Your leetle Henri, who was my great-uncle, agreed, as he agreed in most of your projects, marvelling not a little at the Gallic sprightliness and wisdom of that extraordinary lady who had done him the honour to become his wife. A bird of rare plumage had taken possession of his home; a strange blend of nightingale and parakeet was gracing the nest he had vaguely expected to be shared by some meek, dun-feathered wren. He never quite knew how it had happened, but he knew his good fortune in having won you. He was proud of your elegance and wit; of your charm and intelligence, and, yes, of your slightly arrogant ways.

Great-Uncle Henry was small in stature and was your junior by ten years; but there was fire in him, and you knew how to kindle what lay beneath that New England exterior so different from your own.

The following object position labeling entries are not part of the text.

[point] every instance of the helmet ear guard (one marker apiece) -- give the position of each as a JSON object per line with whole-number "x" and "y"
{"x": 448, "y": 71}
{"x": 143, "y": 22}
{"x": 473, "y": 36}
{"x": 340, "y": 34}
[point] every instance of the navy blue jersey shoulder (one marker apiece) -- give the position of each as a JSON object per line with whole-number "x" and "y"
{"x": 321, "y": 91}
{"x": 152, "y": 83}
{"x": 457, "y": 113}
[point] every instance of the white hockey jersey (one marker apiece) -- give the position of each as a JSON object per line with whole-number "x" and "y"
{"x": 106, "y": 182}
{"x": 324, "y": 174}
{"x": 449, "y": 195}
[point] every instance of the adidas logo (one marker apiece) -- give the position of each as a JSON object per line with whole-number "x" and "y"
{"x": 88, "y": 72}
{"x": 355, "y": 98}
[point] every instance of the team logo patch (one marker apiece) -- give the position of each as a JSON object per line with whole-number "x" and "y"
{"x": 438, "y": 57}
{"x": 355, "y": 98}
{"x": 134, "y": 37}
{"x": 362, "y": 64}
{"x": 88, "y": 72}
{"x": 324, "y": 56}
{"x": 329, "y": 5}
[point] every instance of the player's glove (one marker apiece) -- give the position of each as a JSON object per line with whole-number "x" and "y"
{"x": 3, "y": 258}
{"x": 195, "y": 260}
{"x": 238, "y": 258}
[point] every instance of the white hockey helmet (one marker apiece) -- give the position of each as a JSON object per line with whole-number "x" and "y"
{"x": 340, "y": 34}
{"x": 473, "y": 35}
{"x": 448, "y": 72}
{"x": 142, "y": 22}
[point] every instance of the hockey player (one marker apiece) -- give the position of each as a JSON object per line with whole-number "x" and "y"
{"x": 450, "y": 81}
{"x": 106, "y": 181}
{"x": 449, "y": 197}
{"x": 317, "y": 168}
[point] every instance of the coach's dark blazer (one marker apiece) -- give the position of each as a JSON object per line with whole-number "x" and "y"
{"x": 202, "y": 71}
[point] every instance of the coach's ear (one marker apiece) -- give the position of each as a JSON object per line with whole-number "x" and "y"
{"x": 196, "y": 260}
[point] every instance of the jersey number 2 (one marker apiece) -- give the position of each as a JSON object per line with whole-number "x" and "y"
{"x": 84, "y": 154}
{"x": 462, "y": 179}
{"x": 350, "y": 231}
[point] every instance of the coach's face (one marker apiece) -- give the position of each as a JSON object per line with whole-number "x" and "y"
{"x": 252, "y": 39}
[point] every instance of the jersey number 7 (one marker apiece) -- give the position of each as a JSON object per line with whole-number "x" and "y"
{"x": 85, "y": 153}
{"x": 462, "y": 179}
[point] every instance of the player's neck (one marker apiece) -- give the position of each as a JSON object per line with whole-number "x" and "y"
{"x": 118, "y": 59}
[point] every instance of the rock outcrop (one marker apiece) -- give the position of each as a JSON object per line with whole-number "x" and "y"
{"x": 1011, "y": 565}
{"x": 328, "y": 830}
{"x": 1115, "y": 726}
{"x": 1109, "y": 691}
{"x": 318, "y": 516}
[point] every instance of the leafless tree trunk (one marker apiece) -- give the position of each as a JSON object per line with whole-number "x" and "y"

He may have lacked the shrewdness of your judgment, the whiplash of your wit; but his enthusiasm, his warmth and idealism fused with the sterner stuff of which you were made.

I can just remember Great-Uncle Henry as a small elderly man with a vague smile, whose mind had a disconcerting way of wandering off without warning into labyrinths of the past where a matter-of-fact seven- or eight-year-old might not follow. But that memory has nothing to do with an eager young man who, for all his Puritanical upbringing and ecclesiastical turn of mind, was born with feet that itched to walk in far places, and an imagination that kindled romantically to the plight of a French governess suddenly faced with the charge of instigating a murder that shook the empire. He was twenty-five years old when he first heard your name echoing through Paris that summer of 1847. There he stood, fresh from a boyhood in the Berkshire Hills where his father had followed Jonathan Edwards with more hellfire and brimstone sermons in the meeting-house that faced the village green. A Williams College valedictory delivered at sixteen, and those first years of preaching sermons of his own from pulpits that only accentuated his boyishness, were behind him. There he stood, earnest and young and unaware that you and he were to spend twenty years together across the Atlantic.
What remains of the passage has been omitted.